Re: Operator Definition

Marc Campbell

The qualification of "Stateful application" feels restrictive to me also. We've built operators that don't manage any state, but still call them "operators" because they codify and package a domain or application-specific knowledge. 


On Wed, Nov 06, 2019 at 9:56 AM, Nicolas Trangez <> wrote:


On Wed, 2019-11-06 at 12:46 -0500, Matt Farina wrote:

In the TOC meeting yesterday (11/5) there was a question about the definition of an operator that was kicked back to SIG App Delivery. In the app delivery call today, at least before I had to drop, no definition had been proposed but the topic was discussed. So, I would like to propose a definition.

An Operator is an application-specific controller that extends the Kubernetes API to create, configure, and manage instances of complex stateful applications on behalf of a Kubernetes user. It builds upon the basic Kubernetes resource and controller concepts but includes domain or application-specific knowledge to automate common tasks.
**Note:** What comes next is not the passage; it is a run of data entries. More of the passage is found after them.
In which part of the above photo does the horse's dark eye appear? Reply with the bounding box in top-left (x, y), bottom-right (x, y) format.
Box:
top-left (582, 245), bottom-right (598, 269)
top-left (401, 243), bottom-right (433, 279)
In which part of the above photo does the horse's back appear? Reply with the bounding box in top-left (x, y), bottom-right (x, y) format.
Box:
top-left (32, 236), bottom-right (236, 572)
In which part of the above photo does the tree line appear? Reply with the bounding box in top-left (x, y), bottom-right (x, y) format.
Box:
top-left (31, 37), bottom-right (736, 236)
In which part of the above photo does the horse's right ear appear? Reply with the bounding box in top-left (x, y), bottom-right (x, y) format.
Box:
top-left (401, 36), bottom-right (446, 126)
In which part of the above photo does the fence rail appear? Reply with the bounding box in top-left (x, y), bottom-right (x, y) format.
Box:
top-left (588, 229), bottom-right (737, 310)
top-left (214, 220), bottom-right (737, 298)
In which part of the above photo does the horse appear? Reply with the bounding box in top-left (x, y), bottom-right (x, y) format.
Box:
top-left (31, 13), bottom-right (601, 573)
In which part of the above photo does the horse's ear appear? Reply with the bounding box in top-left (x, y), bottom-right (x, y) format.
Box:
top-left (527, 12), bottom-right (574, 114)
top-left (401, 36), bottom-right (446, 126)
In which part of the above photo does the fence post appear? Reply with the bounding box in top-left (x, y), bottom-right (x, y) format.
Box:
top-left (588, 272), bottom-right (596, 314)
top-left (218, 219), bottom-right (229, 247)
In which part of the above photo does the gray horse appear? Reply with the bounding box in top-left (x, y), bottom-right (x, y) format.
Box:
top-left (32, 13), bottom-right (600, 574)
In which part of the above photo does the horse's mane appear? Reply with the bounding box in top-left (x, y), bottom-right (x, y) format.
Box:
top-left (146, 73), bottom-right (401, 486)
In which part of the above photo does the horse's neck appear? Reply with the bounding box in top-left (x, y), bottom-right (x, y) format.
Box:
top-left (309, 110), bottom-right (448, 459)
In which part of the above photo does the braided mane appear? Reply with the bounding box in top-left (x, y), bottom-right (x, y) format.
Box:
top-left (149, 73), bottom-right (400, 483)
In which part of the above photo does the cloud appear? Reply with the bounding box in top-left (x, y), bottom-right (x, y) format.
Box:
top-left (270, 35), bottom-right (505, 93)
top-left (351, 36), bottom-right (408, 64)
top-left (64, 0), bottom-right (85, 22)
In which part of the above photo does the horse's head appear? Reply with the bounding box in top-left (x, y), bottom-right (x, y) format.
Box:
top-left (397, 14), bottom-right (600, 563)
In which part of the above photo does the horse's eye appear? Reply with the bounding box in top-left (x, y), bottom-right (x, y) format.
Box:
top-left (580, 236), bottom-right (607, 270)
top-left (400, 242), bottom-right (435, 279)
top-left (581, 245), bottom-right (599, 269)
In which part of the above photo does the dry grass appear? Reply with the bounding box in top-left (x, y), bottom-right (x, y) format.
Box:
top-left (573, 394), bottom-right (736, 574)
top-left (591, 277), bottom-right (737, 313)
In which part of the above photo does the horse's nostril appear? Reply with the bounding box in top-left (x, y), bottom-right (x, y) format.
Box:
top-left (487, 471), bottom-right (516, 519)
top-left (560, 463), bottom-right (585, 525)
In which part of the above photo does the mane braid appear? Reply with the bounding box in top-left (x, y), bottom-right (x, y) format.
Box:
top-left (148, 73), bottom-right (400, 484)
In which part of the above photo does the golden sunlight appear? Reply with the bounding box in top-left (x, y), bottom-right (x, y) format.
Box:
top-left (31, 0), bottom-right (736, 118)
Why would this only be for 'stateful' applications, or even
'applications' in general?

Some cases I have in mind:

Non-stateful applications:
- An operator that deploys some application which itself doesn't have any stateful components, but can be configured to connect to some existing/external system for persistence where needed.
- An operator that deploys some application which itself *does* come with a stateful component, but delegates the job of managing this stateful component (say, a database) to *another* operator (using its CR(D)s) which in turn does whatever is needed.
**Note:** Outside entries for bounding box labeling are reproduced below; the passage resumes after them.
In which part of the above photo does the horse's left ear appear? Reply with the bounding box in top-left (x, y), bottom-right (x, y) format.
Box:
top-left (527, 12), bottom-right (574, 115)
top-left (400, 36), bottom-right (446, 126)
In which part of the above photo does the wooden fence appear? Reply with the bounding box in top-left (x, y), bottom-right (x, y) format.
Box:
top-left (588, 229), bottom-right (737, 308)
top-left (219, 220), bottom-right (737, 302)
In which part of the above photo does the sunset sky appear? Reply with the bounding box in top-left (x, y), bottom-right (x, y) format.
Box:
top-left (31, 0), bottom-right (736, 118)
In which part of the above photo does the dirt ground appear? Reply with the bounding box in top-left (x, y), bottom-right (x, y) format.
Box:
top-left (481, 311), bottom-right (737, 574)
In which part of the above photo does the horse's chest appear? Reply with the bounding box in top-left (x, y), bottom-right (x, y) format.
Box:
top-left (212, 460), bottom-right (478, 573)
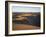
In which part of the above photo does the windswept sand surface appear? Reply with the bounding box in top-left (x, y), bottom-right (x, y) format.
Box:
top-left (13, 24), bottom-right (40, 30)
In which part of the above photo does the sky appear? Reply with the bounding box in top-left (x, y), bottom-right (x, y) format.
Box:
top-left (12, 6), bottom-right (40, 12)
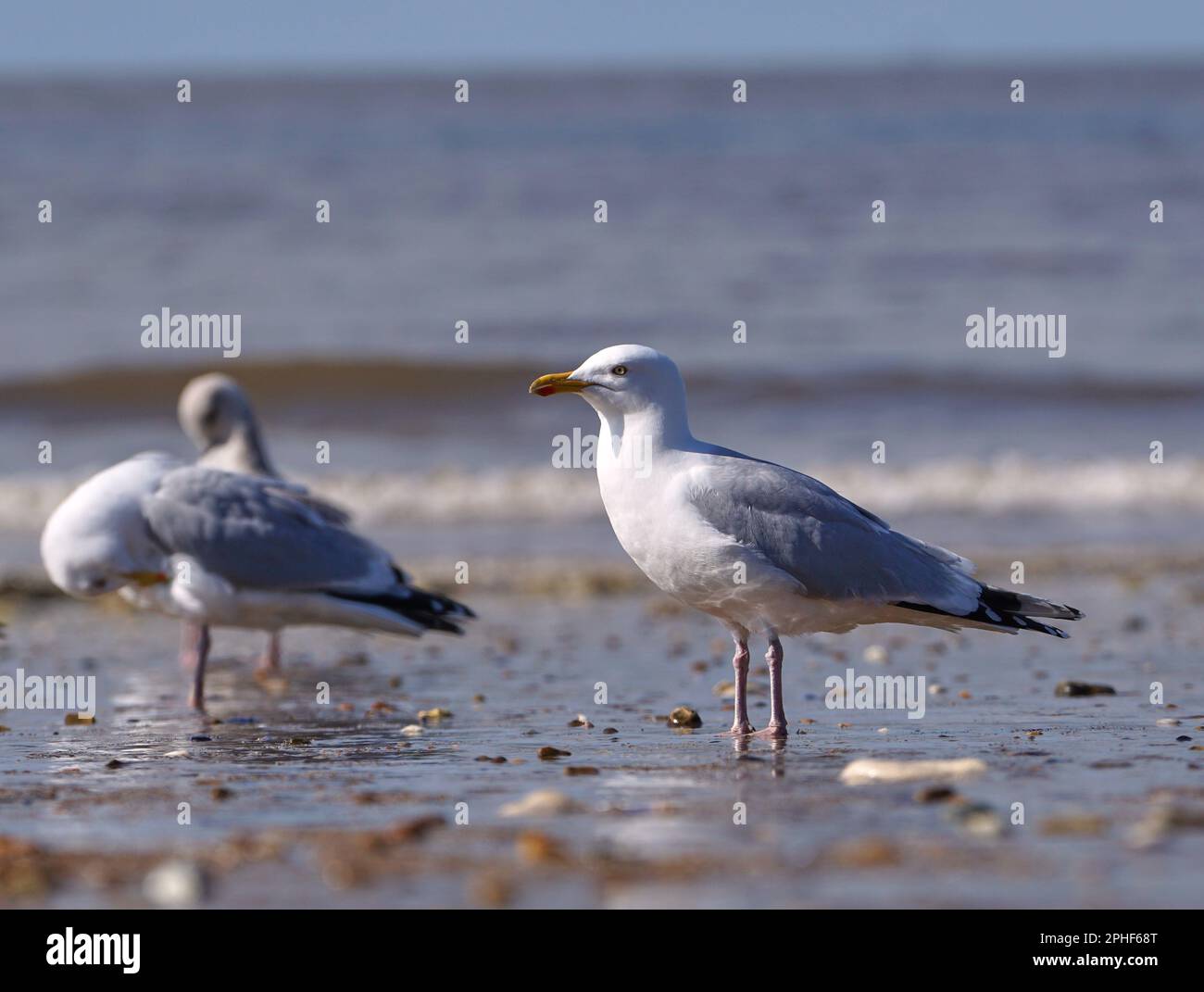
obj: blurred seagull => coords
[174,372,325,672]
[176,372,281,478]
[41,453,474,709]
[530,345,1083,738]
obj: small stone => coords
[1054,680,1116,696]
[497,788,578,816]
[839,758,986,785]
[537,744,573,760]
[142,860,208,909]
[670,707,702,728]
[1040,812,1108,836]
[514,831,566,864]
[911,785,958,803]
[948,803,1004,836]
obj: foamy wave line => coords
[0,455,1204,531]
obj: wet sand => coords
[0,571,1204,908]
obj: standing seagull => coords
[41,454,474,709]
[530,345,1083,738]
[177,372,297,672]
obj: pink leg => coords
[729,634,753,736]
[256,631,281,672]
[180,620,209,711]
[758,634,789,739]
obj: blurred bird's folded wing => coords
[689,455,980,613]
[142,466,397,592]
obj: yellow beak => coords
[527,372,589,396]
[121,571,168,587]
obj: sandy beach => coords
[0,559,1204,908]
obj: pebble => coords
[1054,680,1116,696]
[537,744,573,760]
[948,803,1004,836]
[1040,812,1108,836]
[670,707,702,728]
[840,758,986,785]
[497,788,579,816]
[911,785,958,803]
[142,860,208,909]
[514,831,566,864]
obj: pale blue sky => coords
[0,0,1204,73]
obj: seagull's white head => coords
[176,372,256,451]
[529,345,685,421]
[41,454,180,598]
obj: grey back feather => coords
[142,466,396,592]
[690,451,979,613]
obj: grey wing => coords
[142,466,398,592]
[690,455,980,615]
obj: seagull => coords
[529,345,1083,739]
[41,453,476,709]
[174,372,295,672]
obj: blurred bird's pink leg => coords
[180,620,209,710]
[758,634,789,739]
[256,631,281,672]
[712,634,753,736]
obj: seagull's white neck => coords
[595,403,697,458]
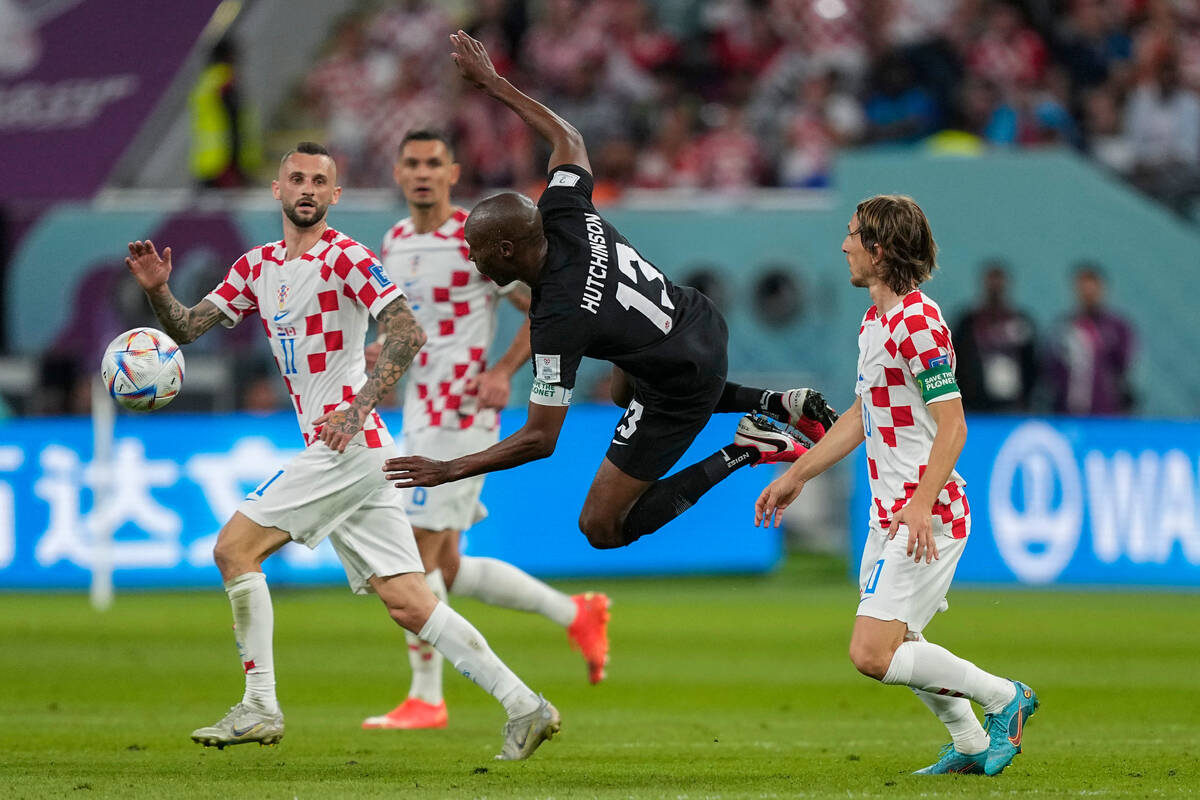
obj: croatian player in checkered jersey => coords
[385,31,835,548]
[362,130,608,729]
[126,142,559,759]
[755,196,1038,775]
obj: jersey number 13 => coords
[617,242,674,333]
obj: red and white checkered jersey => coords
[382,209,515,431]
[205,228,404,447]
[854,290,971,539]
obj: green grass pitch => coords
[0,558,1200,800]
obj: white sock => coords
[226,572,280,714]
[450,555,577,627]
[883,642,1016,714]
[420,602,539,718]
[404,570,446,705]
[912,688,989,756]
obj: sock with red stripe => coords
[421,602,541,720]
[404,570,446,705]
[224,572,280,714]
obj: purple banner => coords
[0,0,217,199]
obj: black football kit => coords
[529,164,728,481]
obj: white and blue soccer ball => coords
[100,327,184,411]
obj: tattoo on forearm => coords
[150,291,221,344]
[354,300,426,415]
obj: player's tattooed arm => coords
[313,297,426,452]
[146,293,224,344]
[125,239,223,344]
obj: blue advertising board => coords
[851,416,1200,587]
[0,405,782,589]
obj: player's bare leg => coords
[580,458,655,549]
[370,572,560,759]
[362,527,458,730]
[192,512,290,748]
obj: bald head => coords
[463,192,541,247]
[463,192,546,287]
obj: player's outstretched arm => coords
[383,403,568,489]
[450,30,592,173]
[754,398,864,528]
[125,239,223,344]
[313,297,426,452]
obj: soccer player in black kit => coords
[384,31,836,548]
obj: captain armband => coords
[917,363,959,403]
[529,380,574,405]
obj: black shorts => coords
[607,293,728,481]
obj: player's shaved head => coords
[463,192,546,285]
[463,192,541,247]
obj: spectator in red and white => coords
[304,17,380,180]
[779,71,866,188]
[1124,53,1200,212]
[634,101,700,188]
[696,103,766,192]
[967,1,1048,89]
[604,0,683,103]
[371,0,454,69]
[356,56,452,187]
[769,0,883,85]
[454,91,542,192]
[521,0,606,94]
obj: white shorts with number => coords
[400,427,500,531]
[858,516,971,633]
[238,443,425,595]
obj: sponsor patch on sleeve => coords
[534,353,563,384]
[917,363,959,403]
[546,169,580,188]
[529,380,574,405]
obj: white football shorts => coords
[397,427,500,531]
[858,515,971,633]
[238,441,425,595]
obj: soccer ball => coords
[100,327,184,411]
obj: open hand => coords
[383,456,450,489]
[125,239,170,291]
[888,503,937,564]
[312,408,362,452]
[467,369,512,409]
[754,473,804,528]
[450,30,499,89]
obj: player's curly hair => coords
[857,194,937,295]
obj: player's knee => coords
[850,642,892,680]
[580,509,625,551]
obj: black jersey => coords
[529,164,725,393]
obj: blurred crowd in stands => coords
[295,0,1200,210]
- Maybe a bit of a corner-case which doesn't necessarily *must* fall under the 'operator' definition: we have a system in place which, given CR instances, performs operations fully outside of Kubernetes at first
(provisioning certain hardware), then inside Kubernetes (making this hardware available to the in-cluster workloads). Not strictly related to app-delivery, but if there's some definition of 'operator', it shouldn't only cover what app-delivery expects from them.

A similar case would be ClusterAPI implementations that launch VMs or whatnot.

This is taken directly from the original introduction to operators by CoreOS <> when they documented the concept.

In general, I think the concept has grown beyond the initial scope/goal...

The Kubernetes documentation has a long description of operators <>but I think the original definition is fairly clear and concise. For a definition I would suggest something short and to the point.